The Algae Collection's history

Curators of the Collection 
Gyula Istvánffy (1889–1898)
Nándor Filarszky (1899–1929, 1901–1929) 
Márta Halász (1939–1963)
Gábor Szemes (1947–1951)
Erzsébet Kol (1948–1980)
Zsuzsa Páricsy-Komáromy (1967–1985)
Lajos Hajdu (1971–1982)
Judit Padisák (1982–1990)
Éva Ács (1987–1995)
Krisztina Buczkó (1985–)

The algological herbarium was established by Gyula Istvánffy, whose primary interest was algology. By that time several famous old algae exsiccatae were preserved in the collection already (e.g. Agardh: Algae Cap. Bonae Spei, Bauer: Characeae Europaeae, Brébisson: Reliquiae Brébissonianae, Kützing: Algarum aquae dulcis Germanicarum and several series of Rabenhorst). Apart from these series, significant algological material was included in lots of herbaria. The Adriatic collection of Pius Titius is especially remarkable.
The collection was amassed later on primarily by Gyula Istvánffy, Nándor Filarszky and Gusztáv Moesz 

In1898 Nándor Filarszky was appointed head of the Department of Botany. As director, he was committed to improve both the collections and the department library. He initiated the establishment of specific collections within the department and put effort into the systematic arrangement of the collections. Alongside his research on Charales, Filarszky acquired further volumes of old exsiccatae by purchase, donation or in exchange of the centuriae of the Flora Hungarica Exsiccata.

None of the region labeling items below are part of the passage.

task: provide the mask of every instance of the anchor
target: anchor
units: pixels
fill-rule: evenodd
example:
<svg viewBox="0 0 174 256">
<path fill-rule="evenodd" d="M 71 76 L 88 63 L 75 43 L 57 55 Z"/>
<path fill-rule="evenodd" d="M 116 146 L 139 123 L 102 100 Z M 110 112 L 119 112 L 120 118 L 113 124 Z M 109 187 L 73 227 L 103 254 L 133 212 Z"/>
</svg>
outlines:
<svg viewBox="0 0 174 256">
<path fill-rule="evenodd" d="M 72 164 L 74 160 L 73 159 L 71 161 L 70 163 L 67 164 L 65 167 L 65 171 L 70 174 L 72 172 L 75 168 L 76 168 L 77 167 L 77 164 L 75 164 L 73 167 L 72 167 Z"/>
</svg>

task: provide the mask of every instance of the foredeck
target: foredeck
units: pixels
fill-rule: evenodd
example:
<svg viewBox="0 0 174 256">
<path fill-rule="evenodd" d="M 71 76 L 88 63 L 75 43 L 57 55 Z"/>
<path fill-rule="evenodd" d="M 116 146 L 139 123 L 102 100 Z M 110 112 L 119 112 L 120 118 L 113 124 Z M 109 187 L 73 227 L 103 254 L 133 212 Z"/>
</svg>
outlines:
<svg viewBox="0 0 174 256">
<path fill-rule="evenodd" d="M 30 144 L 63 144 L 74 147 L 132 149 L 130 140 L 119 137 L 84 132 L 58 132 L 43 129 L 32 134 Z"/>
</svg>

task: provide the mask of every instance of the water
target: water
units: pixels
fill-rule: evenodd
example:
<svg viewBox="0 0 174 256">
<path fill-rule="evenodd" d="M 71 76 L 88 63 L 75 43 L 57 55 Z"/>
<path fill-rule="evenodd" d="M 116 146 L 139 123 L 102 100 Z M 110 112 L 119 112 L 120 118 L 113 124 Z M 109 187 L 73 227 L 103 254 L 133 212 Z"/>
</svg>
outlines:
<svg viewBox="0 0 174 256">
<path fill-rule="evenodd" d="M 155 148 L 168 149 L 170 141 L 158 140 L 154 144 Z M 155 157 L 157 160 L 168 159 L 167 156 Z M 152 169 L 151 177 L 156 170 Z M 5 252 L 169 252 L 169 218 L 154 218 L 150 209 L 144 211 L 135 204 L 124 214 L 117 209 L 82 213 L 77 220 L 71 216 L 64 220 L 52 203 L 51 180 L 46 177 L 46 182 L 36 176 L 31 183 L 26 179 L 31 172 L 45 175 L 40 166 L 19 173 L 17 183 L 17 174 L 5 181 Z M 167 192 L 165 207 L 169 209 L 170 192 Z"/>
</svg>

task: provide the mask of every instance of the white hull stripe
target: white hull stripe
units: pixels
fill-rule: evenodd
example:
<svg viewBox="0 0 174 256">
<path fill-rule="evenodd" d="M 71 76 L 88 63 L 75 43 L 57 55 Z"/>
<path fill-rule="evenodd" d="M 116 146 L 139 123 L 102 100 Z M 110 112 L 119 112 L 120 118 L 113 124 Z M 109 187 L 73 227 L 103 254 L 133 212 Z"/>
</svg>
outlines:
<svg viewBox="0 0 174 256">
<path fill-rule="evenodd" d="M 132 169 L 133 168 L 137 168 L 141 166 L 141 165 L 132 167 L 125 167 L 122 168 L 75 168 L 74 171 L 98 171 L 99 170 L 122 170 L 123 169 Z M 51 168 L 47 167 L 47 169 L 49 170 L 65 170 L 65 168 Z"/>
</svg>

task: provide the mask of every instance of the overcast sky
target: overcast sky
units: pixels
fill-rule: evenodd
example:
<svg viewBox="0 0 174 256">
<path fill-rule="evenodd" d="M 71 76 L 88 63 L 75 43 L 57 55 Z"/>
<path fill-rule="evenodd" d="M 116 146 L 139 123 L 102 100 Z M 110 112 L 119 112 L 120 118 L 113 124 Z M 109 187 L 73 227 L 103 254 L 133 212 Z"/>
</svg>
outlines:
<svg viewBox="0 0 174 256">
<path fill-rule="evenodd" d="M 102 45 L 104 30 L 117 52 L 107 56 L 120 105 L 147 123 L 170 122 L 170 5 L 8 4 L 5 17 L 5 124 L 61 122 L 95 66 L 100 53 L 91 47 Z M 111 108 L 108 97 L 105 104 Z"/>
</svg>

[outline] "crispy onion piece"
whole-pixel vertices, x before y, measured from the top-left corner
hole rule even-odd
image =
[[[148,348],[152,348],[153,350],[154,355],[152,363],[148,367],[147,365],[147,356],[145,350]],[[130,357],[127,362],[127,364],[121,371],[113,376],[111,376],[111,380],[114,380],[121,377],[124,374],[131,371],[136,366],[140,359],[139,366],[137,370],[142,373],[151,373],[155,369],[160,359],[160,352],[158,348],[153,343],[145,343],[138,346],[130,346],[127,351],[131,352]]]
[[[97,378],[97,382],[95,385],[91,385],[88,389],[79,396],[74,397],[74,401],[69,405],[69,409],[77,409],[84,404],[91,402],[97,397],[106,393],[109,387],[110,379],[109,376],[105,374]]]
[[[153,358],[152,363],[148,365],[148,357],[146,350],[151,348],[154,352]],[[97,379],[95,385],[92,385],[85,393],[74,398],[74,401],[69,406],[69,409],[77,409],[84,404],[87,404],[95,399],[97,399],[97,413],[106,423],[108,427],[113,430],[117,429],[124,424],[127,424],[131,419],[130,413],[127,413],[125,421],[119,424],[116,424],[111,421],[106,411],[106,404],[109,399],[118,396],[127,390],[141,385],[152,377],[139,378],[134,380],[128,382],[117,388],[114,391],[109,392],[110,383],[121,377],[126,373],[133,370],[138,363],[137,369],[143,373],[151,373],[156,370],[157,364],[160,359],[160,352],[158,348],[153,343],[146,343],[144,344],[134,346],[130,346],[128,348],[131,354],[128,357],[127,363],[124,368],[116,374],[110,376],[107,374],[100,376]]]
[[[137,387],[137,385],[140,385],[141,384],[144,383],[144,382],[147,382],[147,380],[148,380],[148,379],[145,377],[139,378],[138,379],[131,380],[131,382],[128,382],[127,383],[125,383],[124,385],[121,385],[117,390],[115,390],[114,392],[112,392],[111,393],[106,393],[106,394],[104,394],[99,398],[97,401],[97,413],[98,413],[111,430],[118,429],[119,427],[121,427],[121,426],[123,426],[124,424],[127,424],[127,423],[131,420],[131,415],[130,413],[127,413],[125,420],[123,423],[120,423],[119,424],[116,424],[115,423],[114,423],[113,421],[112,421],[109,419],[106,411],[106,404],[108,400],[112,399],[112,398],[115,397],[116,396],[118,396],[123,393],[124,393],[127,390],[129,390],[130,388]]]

In the twentieth century, the collection continued to expand. Erzsébet Kol, who worked for the Department of Botany from 1948, donated her valuable collection of living algae to the Museum. During her 20 years as curator the collection was considerably enriched. She collected 105 algal species for the exsiccata that she designed and entitled A Kárpátmedence algái (Algae of the Carpathian Basin). Unfortunately, this exsiccata had never been issued.

Zsuzsa Páricsy-Komáromy (1943–1985) initiated the study of soil algae in the Department. Her tragically short life did not make it possible for her to summarise all of the available information on soil algae in Hungary. However, her data on the algal flora of different soil types all over Hungary constitute essential background for today’s algae researchers.

In the 1970s, with guidance of Tibor Hortobágy, a large-scale project began to compile all algal records in Hungarian relevance and make them available in a catalogue. The card-index catalogue of algae called Collectio & Iconographia Algarum Hungariae was finally finished by 1975 and acquired by the Department of Botany in 1980.  It contains all the algal records published in Hungary (Hungarian algal records and also documentations of foreign data gathered by Hungarian algologists).

In 1987, the Department of Botany obtained the diatom slide collection of László Vida, collected mainly from the Bakony Mts.

In 2011 the collection was enriched with diatom slides of Márta Hajós comprising all the important fossil deposits in Hungary, and some valuable material of DSDP (Deep Sea Drilling Project: Leg 29).